Europol Suggests Ransomware Cyber-attack Could Grow

It exploited a vulnerability in the Windows operating system believed to have been developed by the National Security Agency, which became public last month.

"We have not yet seen Friday's attack reoccur, there's been no new wave of attacks".

So far there have been no confirmed reports Australian organisations have been hit.

Robert Pritchard, a former cyber security expert at Britain's defence ministry, said security specialists might not be able to keep pace with the hackers.

"There has been no impact on the Australian health system at this stage", he told reporters on Saturday.

Managers at many companies and other organizations have not taken steps to put proper cybersecurity systems in place despite talking about their importance, Gazeley said.

NHS Digital says the attack "was not specifically targeted at the NHS and is affecting organizations from across a range of sectors".

Carmaker Renault was France's first company to be affected by the ransomware while Portugal Telecom and a local authority in Sweden also faced a similar fate.

The European Union's police agency said the attack was at "an unprecedented level and will require a complex global investigation to identify the culprits".

Spain's Telefonica was among the companies hit.

As the fallout from the attack continued, industry officials said law enforcement would find it hard to catch the ringleaders, mostly because such cyberattacks are borderless crimes in which the attackers hide behind complex technologies that mask their identities.

A screenshot of the warning screen ransomware attack, as captured by a computer user in Taiwan, seen Saturday. The team asked users to update antivirus applications and not open suspicious phishing emails.

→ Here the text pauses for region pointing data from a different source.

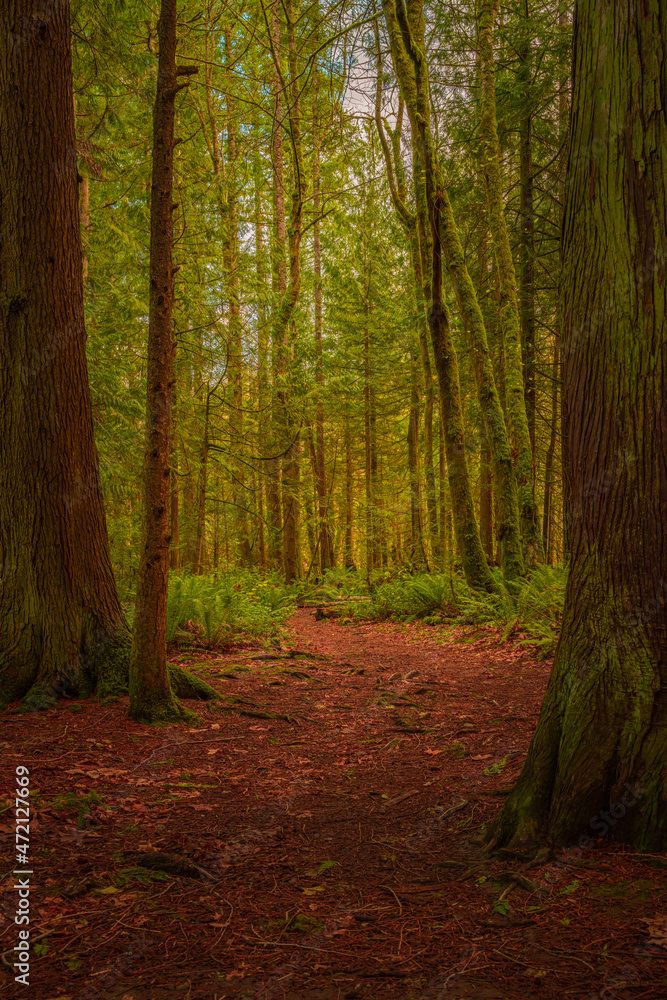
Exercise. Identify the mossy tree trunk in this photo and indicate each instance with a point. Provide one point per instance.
(60, 615)
(278, 288)
(151, 697)
(509, 306)
(598, 760)
(405, 25)
(325, 542)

It remained unclear how many organizations had already lost control of their data to the malicious software - and researchers warned that copycat attacks could follow. However, officials said the day-to-day functioning was not hampered. Several cybersecurity firms said they had identified the malicious software behind the attack, which has apparently hit Russian Federation the hardest. They were forced to reschedule patients, and people were warned to stay away from emergency rooms if possible. It also raised questions about the intentions of the hackers: Did they carry out the attack for mere financial gain or for other unknown reasons?

"Later we found out that the domain was supposed to be unregistered and the malware was counting on this, thus by registering it we inadvertently stopped any subsequent infections", @MalwareTechBlog told CNNTech.

"We're not talking about a government organisation or a hospital or anything like that".

He added: "That's why we're seeing these numbers increasing all the time".

Prime Minister Malcolm Turnbull said the government was ready to deal with cyber attacks.

G7 finance ministers meeting in Italy vowed to unite against cyber crime, as it represented a growing threat to their economies and should be tackled as a priority.

The ransomware encrypted data on the computers, demanding payments of $300 to $600 to restore access.

A hacking group called Shadow Brokers released the malware in April claiming to have discovered the flaw from the NSA, Kaspersky said.

Although a temporary fix earlier slowed the infection rate, the attackers had now released a new version of the ransomware, he said.

"It could have been directed exclusively at Europe but we just don't know".

"The ransomware can spread without anyone opening an email or clicking on a link".

Dr Anne Rainsberry, NHS incident director, said: "We have been working with 47 organisations providing urgent and emergency care who have been infected to varying degrees".

It was not yet known who perpetrated Friday's attacks.

London's Barts Health NHS Trust, the largest trust in the United Kingdom, canceled all outpatient appointments at its five hospitals Saturday. "At this stage, we do not have any evidence that patient data has been accessed".

"Ambulances are being diverted to neighbouring hospitals".

A massive hack crippled computers across the world on Saturday in what was described by experts as a cyberattack on an unprecedented in scale.